Since this qualification changed to the more rigorous 9-1 grades, many of the differences in content disappeared, so the two qualifications are now very similar. The GCSE is examined with three 90 minute papers, one of which is non-calculator, and the IGCSE is examined with two 120 minute calculator papers. A grade 4 or 5 in this qualification (or equivalent) is usually required for acceptance at UK universities. You will either be entered for the Foundation tier papers, where you can be awarded grades 1-5, or a Higher tier paper, where you can be awarded grades 4-9. Your school will decide which tier of entry is likely to give you the best outcome.

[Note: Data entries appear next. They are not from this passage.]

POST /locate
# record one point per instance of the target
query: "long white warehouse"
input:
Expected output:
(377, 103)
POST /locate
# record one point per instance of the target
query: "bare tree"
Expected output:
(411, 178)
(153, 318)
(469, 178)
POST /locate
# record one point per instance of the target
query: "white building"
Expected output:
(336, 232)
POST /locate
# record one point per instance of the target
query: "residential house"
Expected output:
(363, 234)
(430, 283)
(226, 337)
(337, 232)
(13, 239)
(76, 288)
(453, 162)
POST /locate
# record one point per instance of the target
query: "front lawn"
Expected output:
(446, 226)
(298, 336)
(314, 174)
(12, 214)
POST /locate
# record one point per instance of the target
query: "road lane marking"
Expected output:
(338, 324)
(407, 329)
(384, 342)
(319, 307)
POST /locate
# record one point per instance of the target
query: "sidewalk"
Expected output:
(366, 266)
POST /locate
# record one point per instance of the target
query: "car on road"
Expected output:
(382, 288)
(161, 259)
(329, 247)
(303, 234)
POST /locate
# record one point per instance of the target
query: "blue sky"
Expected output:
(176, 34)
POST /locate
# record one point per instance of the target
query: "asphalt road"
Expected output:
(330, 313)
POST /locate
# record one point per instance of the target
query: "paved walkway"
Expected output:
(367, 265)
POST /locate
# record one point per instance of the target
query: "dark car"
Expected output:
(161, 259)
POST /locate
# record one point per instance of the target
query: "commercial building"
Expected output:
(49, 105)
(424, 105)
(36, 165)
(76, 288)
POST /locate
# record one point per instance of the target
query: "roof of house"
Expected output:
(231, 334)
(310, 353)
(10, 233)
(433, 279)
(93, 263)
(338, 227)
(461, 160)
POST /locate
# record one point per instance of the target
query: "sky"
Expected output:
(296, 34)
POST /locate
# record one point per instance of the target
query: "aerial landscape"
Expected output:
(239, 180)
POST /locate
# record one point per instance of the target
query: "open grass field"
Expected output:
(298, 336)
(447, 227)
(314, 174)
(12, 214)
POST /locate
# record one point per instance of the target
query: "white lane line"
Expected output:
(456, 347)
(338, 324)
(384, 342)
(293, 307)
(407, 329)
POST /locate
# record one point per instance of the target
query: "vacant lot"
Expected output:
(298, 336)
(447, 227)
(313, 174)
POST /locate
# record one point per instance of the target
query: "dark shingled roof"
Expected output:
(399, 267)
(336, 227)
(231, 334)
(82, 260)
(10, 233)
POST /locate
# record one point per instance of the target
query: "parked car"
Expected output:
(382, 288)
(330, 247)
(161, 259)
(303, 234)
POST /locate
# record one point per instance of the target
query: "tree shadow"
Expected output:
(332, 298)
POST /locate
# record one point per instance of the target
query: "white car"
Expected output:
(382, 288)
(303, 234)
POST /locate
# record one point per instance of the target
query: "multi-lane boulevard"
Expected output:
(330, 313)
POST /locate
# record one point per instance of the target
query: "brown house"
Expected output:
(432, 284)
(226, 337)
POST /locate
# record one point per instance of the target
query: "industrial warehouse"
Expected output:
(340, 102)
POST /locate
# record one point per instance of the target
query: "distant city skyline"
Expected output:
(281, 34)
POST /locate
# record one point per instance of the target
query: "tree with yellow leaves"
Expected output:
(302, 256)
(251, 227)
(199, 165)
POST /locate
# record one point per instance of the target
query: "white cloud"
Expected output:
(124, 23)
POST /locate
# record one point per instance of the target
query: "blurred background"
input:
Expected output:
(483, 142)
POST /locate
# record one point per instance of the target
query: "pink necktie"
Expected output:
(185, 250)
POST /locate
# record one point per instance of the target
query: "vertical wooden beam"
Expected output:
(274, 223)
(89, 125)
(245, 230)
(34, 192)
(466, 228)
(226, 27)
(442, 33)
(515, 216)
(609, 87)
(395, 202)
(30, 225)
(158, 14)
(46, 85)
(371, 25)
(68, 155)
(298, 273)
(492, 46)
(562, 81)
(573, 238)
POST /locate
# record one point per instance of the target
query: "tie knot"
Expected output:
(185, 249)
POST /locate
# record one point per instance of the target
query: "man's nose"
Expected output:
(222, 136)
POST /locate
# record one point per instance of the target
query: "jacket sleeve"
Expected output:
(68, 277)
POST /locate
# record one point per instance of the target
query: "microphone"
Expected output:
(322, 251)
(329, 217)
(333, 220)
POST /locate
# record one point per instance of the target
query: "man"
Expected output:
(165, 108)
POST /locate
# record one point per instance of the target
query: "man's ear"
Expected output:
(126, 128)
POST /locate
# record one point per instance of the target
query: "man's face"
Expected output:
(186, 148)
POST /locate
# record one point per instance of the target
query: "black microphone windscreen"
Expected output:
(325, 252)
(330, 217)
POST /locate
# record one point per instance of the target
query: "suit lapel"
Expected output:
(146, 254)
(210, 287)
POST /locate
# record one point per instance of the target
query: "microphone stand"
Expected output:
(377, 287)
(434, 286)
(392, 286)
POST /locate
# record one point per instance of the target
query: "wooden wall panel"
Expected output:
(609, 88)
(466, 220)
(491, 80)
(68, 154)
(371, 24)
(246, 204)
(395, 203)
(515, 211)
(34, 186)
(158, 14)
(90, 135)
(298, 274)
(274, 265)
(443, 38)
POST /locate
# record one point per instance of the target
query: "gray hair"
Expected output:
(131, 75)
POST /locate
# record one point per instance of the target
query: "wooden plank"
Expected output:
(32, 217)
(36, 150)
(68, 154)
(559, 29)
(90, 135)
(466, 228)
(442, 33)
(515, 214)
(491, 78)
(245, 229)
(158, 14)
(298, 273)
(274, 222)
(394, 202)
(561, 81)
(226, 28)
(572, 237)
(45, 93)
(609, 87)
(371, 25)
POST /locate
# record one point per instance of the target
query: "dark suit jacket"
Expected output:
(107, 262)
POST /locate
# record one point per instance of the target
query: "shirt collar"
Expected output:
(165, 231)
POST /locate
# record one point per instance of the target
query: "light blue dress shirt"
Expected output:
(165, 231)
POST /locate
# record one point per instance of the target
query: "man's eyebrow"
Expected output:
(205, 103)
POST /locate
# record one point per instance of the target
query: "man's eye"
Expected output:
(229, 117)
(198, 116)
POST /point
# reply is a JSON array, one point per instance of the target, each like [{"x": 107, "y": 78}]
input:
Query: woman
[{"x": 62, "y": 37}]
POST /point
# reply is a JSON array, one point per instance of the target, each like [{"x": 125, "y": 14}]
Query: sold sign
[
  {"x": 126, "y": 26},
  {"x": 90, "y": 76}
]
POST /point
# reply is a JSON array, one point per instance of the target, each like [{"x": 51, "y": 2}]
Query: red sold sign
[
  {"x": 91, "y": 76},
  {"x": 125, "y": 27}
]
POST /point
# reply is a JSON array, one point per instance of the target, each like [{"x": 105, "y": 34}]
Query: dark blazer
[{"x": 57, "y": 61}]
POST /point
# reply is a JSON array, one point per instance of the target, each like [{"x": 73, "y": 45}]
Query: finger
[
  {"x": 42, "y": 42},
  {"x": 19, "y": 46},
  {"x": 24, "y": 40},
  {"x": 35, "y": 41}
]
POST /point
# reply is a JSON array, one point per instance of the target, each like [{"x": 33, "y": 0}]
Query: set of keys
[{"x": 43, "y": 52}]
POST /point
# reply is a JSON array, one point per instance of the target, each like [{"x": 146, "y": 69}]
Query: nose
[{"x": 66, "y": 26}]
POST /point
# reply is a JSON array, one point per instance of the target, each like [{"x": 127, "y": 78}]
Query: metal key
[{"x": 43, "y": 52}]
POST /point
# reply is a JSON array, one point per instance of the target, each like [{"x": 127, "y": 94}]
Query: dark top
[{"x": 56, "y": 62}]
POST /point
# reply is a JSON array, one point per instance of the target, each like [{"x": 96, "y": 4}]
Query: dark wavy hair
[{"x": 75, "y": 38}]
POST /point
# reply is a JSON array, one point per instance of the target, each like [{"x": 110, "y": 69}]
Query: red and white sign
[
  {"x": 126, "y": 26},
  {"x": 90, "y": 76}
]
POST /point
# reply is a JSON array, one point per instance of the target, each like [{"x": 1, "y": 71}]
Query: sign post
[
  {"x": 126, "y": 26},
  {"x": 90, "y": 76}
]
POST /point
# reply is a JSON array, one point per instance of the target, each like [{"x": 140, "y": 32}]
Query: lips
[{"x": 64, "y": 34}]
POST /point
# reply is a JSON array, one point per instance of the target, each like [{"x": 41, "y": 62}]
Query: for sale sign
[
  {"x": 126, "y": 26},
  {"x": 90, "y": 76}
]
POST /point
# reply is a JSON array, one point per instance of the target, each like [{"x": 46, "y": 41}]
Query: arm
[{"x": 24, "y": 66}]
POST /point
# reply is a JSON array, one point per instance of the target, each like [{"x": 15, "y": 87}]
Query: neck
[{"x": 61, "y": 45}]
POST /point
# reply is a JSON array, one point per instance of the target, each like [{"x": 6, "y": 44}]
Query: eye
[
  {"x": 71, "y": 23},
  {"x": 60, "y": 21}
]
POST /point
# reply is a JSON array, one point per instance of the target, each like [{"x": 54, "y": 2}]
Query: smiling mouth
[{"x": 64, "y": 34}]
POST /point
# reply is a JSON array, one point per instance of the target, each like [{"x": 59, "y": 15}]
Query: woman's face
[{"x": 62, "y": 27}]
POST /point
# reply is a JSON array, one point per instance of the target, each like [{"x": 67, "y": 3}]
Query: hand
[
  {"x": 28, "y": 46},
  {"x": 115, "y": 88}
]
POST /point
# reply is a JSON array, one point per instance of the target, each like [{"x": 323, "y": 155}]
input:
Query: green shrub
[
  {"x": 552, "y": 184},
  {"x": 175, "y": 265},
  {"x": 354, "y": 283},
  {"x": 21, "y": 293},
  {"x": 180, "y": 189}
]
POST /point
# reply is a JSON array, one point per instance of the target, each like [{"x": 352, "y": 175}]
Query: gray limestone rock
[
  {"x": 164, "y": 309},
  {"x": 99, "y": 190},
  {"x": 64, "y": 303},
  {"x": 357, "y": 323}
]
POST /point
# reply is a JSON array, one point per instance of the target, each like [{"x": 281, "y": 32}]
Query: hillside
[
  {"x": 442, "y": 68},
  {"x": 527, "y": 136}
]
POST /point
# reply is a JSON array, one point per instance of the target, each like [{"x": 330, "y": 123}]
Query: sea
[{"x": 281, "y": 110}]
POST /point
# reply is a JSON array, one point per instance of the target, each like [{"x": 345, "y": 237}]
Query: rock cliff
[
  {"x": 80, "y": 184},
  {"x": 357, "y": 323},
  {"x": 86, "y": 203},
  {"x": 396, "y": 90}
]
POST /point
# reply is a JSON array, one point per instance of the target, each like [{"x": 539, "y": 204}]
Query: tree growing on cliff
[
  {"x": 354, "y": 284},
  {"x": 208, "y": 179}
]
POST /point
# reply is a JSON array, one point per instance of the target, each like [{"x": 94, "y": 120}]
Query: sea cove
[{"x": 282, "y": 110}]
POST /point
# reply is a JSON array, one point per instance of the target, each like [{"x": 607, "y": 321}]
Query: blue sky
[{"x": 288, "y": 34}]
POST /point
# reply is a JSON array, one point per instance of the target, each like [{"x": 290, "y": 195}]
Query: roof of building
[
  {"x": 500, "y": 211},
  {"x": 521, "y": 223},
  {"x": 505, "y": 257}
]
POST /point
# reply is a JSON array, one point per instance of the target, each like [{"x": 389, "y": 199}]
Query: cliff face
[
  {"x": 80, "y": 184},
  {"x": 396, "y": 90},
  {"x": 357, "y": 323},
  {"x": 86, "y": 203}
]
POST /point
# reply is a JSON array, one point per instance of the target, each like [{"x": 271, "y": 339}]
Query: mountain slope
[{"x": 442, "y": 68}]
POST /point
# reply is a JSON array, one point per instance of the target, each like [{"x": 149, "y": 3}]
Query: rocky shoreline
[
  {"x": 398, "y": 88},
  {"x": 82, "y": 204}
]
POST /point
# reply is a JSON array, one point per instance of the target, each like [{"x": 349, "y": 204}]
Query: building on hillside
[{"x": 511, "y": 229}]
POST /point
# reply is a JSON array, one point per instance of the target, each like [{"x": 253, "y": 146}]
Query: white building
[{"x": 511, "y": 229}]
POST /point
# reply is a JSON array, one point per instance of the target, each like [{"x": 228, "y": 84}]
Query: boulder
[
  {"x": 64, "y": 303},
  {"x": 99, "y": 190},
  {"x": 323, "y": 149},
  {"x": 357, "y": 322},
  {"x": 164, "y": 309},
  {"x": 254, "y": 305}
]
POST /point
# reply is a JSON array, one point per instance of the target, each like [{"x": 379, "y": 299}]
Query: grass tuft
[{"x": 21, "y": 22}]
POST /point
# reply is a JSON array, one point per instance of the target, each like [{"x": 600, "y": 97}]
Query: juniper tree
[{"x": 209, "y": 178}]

**Foundation topics usually covered include:**

- Numbers and the number system: negatives, fractions, decimals, powers and roots including negative indices, set language, percentages, ratio and proportion, degree of accuracy, standard form
- Equations, formulae and identities: index laws, manipulate expressions, substitution, expanding and factorising linear and quadratic expressions, solving linear, quadratic, and simultaneous equations, inequalities
- Sequences, functions and graphs: nth term, draw linear and quadratic graphs, midpoints, length of line segment, gradient, y=mx+c
- Geometry and trigonometry: angles in parallel lines, interior and exterior angles, properties of quadrilaterals, compound measures, constructions, circle tangents and chords, right angled trigonometry and Pythagoras, area, volume, converting square and cubic units, similar shapes
- Vectors and transformation geometry: rotations, enlargements, translations, reflections
- Statistics and probability: graphs, averages from lists and tables, relative frequency, sample spaces

**Higher topics usually covered include:**

- Everything in Foundation tier
- Numbers and the number system: recurring decimals, manipulating surds, fractional indices, compound interest, product rule for counting (GCSE only)
- Equations, formulae and identities: expanding three brackets, algebraic fractions, completing the square, direct and inverse proportion, complex quadratic equations and inequalities
- Sequences, functions and graphs: sequence notation, sketch polynomials, reciprocals, exponential and trig graphs, functions, graph transformations, complex co-ordinate geometry, differentiation (IGCSE only)
- Geometry and trigonometry: circle theorems, obtuse angles, sine and cosine rules, 3-d problems, sectors, pyramids and cones, frustums (GCSE only), length and volume scale factors
- Vectors and transformation geometry: magnitude, column vectors, modulus, vector proofs
- Statistics and probability: histograms, cumulative frequency curves, IQR, tree diagrams, conditional probability

**Typical problem areas include:**

- Finding the equation of a line through a point that is not the y-intercept
- Finding the lower bound when division or subtraction is required
- Circle theorems where additional lines are needed
- Vector problems not broken into steps
- Completing the square with a co-efficient to the quadratic term

**How a tutor can help:**

Working one-to-one is the most efficient way to learn and your tutor will immediately see any gaps in your knowledge and work with you to address them. The experience our tutors have gained in the classroom has equipped them with an extensive knowledge of the style of questioning you will find on the paper and which questions students will find most challenging.

GCSEs are usually the first time students are given study leave in advance of their exams. Knowing how to structure your day, and what revision strategies are the most effective requires practice just like other skills. A tutor can support your independent revision, and guide you through the revision cycle, strengthening your revision skills for any exams you may sit in the future.